A little distance away, with the Flavian Amphitheatre and the Colossus for a backdrop, Apollodora sat on a pile of neatly stacked bricks. Nearby, one of her slaves was holding little Lucius in her arms, cooing to him. Apollodora did not look happy.
“Has something happened?” asked Marcus.
“Two letters arrived for you,” she said, producing the little scrolls. “Brought by separate messengers.”
“Did you read them?” said Marcus, frowning.
“Of course not! That’s why I’m here.”
He understood. She wanted to know what was in the letters.
She handed him the first letter. The seal was familiar. Marcus himself had carved the carnelian stone in Apollodorus’s ring; when pressed into the sealing wax, it left an image of Trajan’s Column.
“This is from your father,” he said. “You could have opened it, if you wished.”
Apollodora shook her head. “I was too nervous. You read it, husband, and tell me what he says.”
The letter had come from Damascus, where Apollodorus had been living for several months. Technically, Hadrian had not banished Apollodorus from Roma, but the imperial order that assigned him to an indefinite posting in his native city amounted to the same thing. Apollodorus had no desire to return to Damascus. Officially, Hadrian had claimed that he needed a builder with Apollodorus’s experience to oversee repairs to the Roman garrison, but the posting was clearly a punishment.
In the letter, Apollodorus made no complaints and said nothing that might be construed as criticism of the emperor. Perhaps, Marcus thought, his father-in-law’s exile had at last taught him to choose his words carefully. Marcus skipped over the formalities and found the gist of the letter, which he read aloud to Apollodora.
“‘You know that I am most eager to return to Roma, so that I can resume my work on the Luna statue and serve the emperor to my fullest capacity on any other projects that may please him. Towards that end, in my spare time – of which I sadly have too much here – I have composed a treatise on siege engines. This treatise I dedicated to the emperor. I sent him the first copy, with a note to express my hope that this small contribution to the science of war might meet with his approval. Though I sent this copy to him some months ago, I have not heard back from him. If you have any way to discover whether the emperor received this offering, and what he thought of it, I should be grateful if you could let me know, sonin-law…’”

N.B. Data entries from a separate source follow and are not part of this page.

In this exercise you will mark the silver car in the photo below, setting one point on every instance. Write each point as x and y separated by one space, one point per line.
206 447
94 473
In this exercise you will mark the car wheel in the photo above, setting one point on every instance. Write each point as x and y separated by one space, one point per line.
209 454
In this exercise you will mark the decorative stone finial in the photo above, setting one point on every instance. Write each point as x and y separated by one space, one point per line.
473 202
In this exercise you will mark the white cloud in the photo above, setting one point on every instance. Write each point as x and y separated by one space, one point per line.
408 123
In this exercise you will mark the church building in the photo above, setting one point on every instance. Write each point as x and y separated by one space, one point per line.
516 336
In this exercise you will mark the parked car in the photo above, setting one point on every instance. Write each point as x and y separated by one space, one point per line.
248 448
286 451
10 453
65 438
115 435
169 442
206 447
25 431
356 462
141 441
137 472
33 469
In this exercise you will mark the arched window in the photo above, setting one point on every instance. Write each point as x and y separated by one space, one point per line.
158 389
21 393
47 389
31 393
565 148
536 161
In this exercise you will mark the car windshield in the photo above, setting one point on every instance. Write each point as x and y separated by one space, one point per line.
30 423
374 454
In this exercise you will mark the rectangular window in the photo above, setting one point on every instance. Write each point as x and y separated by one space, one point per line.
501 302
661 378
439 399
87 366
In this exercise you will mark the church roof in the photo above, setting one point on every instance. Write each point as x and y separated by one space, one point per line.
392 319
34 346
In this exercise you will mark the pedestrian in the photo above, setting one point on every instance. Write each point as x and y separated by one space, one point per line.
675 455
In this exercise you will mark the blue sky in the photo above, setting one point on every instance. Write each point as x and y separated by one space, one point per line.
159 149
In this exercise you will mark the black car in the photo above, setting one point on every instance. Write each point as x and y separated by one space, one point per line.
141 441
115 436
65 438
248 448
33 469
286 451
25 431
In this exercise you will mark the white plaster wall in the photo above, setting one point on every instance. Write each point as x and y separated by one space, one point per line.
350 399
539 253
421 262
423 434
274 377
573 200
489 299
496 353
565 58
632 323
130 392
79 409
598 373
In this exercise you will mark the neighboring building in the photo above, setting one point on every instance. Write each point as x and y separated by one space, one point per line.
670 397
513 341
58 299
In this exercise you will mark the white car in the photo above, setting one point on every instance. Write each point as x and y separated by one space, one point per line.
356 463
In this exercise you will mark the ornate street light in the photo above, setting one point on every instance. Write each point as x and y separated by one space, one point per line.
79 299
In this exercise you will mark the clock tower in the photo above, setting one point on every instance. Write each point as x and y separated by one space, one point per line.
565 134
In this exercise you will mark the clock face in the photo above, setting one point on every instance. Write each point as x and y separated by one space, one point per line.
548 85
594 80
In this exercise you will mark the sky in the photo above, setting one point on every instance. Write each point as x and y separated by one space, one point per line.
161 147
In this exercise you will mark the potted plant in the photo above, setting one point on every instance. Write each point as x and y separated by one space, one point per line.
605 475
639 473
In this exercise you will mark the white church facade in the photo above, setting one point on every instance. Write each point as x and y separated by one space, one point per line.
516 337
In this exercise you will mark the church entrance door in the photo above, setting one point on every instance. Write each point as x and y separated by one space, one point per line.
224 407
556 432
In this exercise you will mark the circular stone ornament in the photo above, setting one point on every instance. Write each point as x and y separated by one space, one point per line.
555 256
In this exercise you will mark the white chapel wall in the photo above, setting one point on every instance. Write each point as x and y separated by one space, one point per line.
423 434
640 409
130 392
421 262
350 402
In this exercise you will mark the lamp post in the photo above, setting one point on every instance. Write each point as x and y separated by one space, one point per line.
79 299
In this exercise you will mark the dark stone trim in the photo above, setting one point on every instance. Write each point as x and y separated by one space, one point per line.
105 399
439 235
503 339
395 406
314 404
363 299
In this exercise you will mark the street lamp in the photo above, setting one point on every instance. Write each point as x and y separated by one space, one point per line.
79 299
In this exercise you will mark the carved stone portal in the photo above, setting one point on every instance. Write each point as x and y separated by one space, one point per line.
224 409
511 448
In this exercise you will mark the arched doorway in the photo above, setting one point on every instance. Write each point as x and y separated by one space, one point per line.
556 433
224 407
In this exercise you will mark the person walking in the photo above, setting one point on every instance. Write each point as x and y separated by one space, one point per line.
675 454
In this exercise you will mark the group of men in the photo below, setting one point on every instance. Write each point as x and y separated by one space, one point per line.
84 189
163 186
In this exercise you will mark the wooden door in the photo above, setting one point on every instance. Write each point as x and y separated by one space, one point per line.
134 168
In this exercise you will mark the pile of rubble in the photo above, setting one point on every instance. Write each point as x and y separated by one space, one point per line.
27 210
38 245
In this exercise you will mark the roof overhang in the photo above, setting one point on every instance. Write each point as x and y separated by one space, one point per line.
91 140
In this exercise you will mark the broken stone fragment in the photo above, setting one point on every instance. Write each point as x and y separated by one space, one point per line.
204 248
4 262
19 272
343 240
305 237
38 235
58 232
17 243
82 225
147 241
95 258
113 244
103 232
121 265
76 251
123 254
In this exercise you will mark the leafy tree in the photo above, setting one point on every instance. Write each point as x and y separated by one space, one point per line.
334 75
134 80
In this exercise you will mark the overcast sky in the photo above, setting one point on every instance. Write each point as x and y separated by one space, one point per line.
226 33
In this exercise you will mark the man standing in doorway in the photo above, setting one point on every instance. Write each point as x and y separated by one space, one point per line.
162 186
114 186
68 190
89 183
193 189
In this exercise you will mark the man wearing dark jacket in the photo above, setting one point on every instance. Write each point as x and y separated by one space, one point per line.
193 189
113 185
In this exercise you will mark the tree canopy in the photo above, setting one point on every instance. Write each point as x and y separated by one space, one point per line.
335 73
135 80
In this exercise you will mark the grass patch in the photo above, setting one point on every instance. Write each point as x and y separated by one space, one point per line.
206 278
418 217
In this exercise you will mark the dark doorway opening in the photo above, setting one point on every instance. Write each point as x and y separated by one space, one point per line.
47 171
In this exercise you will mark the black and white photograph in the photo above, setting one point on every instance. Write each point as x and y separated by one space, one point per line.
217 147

Marcus scanned the rest of the letter. Apollodorus described a sandstorm that had swept through the city, made some wry comments about Damascene cuisine (“goat, goat, and more goat”), and noted that unrest among the Jews throughout the region seemed to be on the rise again. Attached to the letter was a scrap of parchment upon which Apollodorus had drawn his latest version of the Luna statue.